Posted by Dan Mage on Aug 25, 2011 at 8:58 AM
This article makes no mention of the fact that Gov. Rick Scott’s wife owns many of the drug-testing labs in Florida and that this has been declared as NOT being a conflict of interest. He has not even withdrawn his (wife’s) companies from the ones who would be doing the testing. This is making it perfectly legal for this particular politician to profit from the poor, even though statistics have shown that they are no more likely to be drug users than anyone else. Scott still profits from the taxpayers of Florida while strengthening the stereotype and widening the gap between the “have’s” and the “have-not’s”.
How much more of this is going on that we are not aware of?

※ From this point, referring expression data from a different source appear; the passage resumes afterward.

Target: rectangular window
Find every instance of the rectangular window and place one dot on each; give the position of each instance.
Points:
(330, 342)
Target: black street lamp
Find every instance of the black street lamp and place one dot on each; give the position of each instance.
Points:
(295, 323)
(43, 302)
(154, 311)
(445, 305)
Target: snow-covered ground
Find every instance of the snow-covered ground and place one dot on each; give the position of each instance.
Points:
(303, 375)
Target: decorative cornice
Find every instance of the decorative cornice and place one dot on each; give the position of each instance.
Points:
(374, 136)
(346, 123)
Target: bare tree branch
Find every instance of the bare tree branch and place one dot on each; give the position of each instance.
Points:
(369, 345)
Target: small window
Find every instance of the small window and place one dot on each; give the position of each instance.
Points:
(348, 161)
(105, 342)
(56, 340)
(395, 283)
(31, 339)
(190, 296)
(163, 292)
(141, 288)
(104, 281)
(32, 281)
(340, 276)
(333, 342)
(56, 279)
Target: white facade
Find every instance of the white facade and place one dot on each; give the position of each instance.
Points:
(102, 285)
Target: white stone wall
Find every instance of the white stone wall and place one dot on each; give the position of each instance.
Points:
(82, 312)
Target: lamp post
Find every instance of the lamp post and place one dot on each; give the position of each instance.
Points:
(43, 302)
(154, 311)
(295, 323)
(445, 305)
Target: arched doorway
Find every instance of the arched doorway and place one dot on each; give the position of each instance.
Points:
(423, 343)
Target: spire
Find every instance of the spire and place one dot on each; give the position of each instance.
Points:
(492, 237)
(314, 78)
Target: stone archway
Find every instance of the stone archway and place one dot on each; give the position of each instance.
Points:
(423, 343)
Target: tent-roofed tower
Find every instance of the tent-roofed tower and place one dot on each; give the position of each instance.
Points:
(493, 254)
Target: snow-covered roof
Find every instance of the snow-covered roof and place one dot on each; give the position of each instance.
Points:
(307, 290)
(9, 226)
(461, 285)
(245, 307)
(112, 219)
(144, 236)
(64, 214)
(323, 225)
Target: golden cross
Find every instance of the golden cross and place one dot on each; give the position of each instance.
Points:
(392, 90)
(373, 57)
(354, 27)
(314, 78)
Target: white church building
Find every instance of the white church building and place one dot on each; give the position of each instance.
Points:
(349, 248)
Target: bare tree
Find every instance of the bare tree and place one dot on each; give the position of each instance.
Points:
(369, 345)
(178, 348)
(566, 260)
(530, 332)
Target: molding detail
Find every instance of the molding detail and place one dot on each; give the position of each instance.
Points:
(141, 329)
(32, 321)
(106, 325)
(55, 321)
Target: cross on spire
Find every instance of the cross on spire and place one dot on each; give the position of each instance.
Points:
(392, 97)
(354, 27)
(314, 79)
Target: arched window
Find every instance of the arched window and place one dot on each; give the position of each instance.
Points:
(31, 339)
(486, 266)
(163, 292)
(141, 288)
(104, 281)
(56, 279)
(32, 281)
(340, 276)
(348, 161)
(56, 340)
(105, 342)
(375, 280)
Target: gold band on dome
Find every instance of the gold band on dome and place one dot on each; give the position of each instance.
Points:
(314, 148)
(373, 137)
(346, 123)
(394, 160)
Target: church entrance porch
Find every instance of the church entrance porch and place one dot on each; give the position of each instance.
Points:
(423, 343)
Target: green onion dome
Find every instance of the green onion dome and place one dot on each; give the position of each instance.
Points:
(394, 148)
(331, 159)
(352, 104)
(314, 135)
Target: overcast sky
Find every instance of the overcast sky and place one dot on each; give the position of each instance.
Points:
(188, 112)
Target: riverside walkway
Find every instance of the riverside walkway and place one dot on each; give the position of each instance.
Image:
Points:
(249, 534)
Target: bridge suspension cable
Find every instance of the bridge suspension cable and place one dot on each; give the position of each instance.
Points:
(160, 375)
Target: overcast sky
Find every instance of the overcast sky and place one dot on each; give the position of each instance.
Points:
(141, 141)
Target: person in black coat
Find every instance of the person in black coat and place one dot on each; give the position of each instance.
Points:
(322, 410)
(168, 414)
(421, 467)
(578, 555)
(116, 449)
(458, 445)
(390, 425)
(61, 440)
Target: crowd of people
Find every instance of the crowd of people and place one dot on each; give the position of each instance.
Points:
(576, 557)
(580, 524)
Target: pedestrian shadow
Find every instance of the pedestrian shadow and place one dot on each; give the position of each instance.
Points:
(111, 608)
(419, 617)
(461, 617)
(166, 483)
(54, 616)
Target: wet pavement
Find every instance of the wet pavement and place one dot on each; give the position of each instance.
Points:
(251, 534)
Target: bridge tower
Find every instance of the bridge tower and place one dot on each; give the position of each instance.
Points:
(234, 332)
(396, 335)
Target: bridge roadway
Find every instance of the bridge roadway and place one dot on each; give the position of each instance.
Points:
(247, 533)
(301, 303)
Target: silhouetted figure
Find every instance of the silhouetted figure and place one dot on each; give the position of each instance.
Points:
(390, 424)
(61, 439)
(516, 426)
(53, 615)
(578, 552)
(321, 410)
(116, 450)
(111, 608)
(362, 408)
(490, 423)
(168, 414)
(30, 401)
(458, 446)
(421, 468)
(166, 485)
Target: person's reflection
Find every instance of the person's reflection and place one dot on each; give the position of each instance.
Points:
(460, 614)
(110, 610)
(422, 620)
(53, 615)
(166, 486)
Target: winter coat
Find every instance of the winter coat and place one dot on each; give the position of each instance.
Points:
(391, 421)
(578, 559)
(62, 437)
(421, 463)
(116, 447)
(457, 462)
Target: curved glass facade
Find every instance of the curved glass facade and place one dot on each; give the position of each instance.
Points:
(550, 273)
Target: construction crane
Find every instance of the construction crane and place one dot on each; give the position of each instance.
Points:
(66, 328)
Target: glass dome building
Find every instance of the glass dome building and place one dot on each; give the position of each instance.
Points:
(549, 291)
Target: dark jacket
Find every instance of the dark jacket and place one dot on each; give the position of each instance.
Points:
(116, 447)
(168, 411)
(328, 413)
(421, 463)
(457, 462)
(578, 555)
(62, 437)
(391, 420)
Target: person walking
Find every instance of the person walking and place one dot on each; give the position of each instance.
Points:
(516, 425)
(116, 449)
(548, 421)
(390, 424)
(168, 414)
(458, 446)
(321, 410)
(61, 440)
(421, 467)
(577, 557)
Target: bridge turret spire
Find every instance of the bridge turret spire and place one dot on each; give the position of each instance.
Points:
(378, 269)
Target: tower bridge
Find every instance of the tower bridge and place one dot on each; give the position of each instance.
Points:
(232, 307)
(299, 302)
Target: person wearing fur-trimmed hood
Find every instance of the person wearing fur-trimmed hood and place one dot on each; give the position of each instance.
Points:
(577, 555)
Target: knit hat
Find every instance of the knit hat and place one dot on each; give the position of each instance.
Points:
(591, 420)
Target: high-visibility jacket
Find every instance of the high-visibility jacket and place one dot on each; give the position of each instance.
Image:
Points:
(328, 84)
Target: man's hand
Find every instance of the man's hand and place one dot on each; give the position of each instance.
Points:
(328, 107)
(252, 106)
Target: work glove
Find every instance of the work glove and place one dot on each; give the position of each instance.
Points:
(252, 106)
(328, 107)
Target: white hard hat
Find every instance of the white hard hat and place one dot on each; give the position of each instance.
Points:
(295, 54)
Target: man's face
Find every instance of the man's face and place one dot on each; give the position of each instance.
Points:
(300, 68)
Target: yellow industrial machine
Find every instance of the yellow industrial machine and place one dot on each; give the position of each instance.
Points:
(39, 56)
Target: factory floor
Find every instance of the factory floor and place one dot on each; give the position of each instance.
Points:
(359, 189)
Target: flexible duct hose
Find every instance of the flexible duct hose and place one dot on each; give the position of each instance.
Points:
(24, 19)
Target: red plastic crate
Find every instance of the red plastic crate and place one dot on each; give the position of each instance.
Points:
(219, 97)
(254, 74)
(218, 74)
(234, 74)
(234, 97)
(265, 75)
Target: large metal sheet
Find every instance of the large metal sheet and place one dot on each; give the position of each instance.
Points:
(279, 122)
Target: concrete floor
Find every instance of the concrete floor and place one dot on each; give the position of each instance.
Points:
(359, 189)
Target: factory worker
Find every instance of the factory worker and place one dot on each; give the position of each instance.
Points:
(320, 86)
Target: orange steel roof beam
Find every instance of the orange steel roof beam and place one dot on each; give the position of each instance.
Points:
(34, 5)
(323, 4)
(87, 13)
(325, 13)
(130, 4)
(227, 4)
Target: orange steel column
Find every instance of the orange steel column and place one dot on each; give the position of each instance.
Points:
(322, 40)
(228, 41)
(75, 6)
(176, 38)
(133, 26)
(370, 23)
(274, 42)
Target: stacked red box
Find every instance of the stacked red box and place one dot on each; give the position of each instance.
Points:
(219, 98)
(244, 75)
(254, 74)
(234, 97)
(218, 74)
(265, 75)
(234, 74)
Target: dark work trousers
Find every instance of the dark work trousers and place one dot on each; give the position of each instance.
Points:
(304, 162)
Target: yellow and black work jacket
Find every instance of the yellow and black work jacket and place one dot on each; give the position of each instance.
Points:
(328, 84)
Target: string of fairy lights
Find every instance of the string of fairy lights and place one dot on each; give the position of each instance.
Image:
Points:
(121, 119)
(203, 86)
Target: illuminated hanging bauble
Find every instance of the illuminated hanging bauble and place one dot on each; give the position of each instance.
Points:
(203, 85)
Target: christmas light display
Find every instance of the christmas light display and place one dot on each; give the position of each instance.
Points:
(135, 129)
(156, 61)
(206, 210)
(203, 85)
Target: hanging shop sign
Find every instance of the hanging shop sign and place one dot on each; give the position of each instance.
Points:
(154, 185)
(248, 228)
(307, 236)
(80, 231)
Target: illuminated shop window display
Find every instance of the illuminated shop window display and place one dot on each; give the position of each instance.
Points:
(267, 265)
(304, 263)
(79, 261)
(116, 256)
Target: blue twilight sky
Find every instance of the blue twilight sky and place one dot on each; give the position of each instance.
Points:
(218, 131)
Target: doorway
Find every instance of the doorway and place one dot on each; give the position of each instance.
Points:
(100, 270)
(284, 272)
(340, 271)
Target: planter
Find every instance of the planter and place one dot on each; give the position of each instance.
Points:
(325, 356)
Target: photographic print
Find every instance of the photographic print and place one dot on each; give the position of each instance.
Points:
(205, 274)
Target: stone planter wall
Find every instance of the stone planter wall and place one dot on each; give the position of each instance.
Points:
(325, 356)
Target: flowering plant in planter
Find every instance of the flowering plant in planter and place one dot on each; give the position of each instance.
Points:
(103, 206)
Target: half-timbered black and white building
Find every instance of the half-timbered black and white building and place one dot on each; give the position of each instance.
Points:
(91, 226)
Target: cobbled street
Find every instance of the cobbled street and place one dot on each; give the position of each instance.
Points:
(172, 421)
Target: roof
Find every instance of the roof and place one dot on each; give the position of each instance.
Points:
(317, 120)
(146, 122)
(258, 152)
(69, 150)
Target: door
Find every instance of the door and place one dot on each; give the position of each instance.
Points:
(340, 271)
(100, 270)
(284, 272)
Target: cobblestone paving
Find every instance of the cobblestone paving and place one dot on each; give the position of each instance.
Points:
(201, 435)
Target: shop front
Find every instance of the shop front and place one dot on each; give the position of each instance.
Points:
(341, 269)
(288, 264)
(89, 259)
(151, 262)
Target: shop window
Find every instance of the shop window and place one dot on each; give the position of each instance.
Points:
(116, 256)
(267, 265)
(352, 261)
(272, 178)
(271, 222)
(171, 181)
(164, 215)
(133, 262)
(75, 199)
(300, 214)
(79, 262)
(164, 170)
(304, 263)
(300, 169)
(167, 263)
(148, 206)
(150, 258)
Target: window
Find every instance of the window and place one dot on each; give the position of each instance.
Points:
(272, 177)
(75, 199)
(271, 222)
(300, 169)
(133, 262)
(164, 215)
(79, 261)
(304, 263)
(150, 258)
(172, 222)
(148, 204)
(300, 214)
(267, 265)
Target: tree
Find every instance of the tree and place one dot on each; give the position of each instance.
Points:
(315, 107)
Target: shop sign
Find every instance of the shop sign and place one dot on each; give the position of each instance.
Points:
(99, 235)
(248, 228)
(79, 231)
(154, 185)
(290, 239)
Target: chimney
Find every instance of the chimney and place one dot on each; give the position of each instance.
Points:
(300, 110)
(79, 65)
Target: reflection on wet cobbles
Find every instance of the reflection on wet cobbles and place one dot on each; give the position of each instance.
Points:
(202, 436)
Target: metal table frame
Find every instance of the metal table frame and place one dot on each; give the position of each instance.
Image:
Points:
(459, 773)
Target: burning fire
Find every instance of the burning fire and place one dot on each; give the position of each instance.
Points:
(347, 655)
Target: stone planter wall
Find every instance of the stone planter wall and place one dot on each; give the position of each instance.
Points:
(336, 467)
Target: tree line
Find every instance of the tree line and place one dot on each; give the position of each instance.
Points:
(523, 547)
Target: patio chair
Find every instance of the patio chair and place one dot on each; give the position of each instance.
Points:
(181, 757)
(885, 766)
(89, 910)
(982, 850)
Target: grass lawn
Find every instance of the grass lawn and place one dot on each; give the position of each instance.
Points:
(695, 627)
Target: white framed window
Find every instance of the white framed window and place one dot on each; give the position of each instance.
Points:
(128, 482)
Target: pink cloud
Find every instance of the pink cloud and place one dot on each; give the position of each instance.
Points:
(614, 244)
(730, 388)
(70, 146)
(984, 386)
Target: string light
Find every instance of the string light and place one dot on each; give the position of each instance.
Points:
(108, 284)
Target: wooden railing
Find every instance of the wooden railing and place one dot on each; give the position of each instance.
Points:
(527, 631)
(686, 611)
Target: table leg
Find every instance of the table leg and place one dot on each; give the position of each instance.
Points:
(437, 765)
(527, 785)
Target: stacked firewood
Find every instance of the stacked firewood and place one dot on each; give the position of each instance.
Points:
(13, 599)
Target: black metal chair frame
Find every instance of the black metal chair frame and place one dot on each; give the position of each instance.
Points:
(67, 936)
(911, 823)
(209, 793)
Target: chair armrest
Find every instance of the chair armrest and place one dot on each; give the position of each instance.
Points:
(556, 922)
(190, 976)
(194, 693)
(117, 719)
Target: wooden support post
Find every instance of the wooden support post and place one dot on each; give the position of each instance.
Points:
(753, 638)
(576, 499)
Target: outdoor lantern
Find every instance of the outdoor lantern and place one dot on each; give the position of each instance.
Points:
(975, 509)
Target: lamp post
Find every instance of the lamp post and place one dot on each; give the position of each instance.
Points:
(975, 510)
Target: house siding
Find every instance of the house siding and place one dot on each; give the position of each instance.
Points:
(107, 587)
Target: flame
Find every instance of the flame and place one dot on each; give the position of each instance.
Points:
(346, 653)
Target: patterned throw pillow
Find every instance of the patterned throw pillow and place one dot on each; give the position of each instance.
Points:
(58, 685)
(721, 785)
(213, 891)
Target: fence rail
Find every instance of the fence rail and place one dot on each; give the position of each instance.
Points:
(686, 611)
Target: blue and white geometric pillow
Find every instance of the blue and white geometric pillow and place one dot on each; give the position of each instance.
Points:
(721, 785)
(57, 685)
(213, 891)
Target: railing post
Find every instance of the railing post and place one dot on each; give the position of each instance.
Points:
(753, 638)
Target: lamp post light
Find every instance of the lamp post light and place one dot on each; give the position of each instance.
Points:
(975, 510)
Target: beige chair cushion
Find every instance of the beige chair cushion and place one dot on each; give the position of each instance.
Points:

Posted by Bonita S. Watson on Aug 27, 2011 at 2:59 PM
As outrageous as the topic is with just the information presented, another facet of this that deserves conversation is that drug tests are not just pass/fail. I once had problems with an employer over a drug test where my urine sample did not fall into the narrow band of criteria for which the lab would certify results. There was no evidence of any illegal substance and I’ve never used an illegal substance - but for whatever reason, two samples had too low a specific gravity to be certified. My physician said this was normal for some people. I offered to give blood for a sample, but the employer did not want to pay for that.
So I could easily see not only testing errors getting in the way of a person in need getting what is truly meager assistance - but that the limits of the tests themselves could interfere.
But this issue is secondary. The mere idea of putting roadblocks like this between those in need and assistance is repugnant to me. In a society that suffers so much corruption and malfeasance from those with resources and power never to face any accountability, the hypocrisy alone is astounding.